Steve Morrison

Personal information
- Full name: Steven Morrison
- Date of birth: 15 August 1961 (age 63)
- Place of birth: St Andrews, Scotland
- Position(s): Midfielder

Senior career*
- Years: Team / Apps / (Gls)
- 1978–1981: Aberdeen / 0 / (0)
- 1981–1988: Dunfermline Athletic / 244 / (42)
- 1988–1989: Hamilton Academical / 29 / (7)
- 1989–1991: Dumbarton / 54 / (37)
- 1991–1994: Clyde / 78 / (15)
- 1994: Alloa Athletic / 5 / (0)
- 1994–1995: Larne / 15 / (0)
- 1995–1996: Alloa Athletic / 26 / (2)
- Ardrossan Winton Rovers
- 1996–1998: Clydebank / 7 / (0)
- 1998–2000: Largs Thistle
- Total:  / 458 / (78)

Managerial career
- 2000: Clydebank
- 2003–2004: East Stirlingshire

= Steve Morrison (footballer) =

Scottish footballer and manager

Steve Morrison (born 15 August 1961) is a Scottish former footballer and manager. His most recent role was as manager of East Stirlingshire in the Scottish Football League Third Division from 2003 to 2004. He was assisted by former Rangers and Everton defender Alex Cleland.

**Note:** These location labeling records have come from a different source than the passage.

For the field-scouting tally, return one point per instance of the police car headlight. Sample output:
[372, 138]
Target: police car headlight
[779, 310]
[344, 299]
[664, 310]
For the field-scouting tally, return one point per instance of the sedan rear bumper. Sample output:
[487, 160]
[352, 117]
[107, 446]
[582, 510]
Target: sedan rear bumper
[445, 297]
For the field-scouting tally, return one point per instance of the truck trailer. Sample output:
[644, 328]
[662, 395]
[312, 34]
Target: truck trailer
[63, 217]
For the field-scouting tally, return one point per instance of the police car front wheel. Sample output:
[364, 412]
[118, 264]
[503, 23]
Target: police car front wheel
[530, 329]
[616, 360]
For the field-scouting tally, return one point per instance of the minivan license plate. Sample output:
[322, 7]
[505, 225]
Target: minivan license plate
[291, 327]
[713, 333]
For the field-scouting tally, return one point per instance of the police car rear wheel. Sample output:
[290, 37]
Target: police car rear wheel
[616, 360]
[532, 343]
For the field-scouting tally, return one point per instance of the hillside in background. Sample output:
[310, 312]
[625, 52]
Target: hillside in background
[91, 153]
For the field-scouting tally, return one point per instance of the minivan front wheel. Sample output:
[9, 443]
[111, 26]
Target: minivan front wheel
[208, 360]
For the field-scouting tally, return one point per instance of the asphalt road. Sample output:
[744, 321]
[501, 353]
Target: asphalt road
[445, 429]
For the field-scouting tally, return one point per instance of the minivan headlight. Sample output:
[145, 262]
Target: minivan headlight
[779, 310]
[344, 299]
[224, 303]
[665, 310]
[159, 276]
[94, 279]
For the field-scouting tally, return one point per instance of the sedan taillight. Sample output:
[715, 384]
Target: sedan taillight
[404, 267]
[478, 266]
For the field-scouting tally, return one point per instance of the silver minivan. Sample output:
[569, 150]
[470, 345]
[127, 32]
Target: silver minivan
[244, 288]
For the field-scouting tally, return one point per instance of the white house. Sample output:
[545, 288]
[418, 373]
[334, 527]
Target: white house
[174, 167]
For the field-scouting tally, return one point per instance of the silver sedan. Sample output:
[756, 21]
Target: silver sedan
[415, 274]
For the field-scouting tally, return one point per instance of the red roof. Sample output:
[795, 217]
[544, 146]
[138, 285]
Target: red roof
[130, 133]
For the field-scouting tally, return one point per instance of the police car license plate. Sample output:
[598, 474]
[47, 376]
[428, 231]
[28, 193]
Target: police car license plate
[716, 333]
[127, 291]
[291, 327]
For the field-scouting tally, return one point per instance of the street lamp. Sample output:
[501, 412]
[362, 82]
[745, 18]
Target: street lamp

Morrison replaced Danny Divers, whom he had previously assisted, in March 2003. He was succeeded by Dennis Newell following his resignation in April 2004 after failing to get the Shire off the bottom of the league.

He also had an eight-month stint as manager at Clydebank. As a player, he played in midfield for numerous Scottish clubs, most notably Dunfermline Athletic.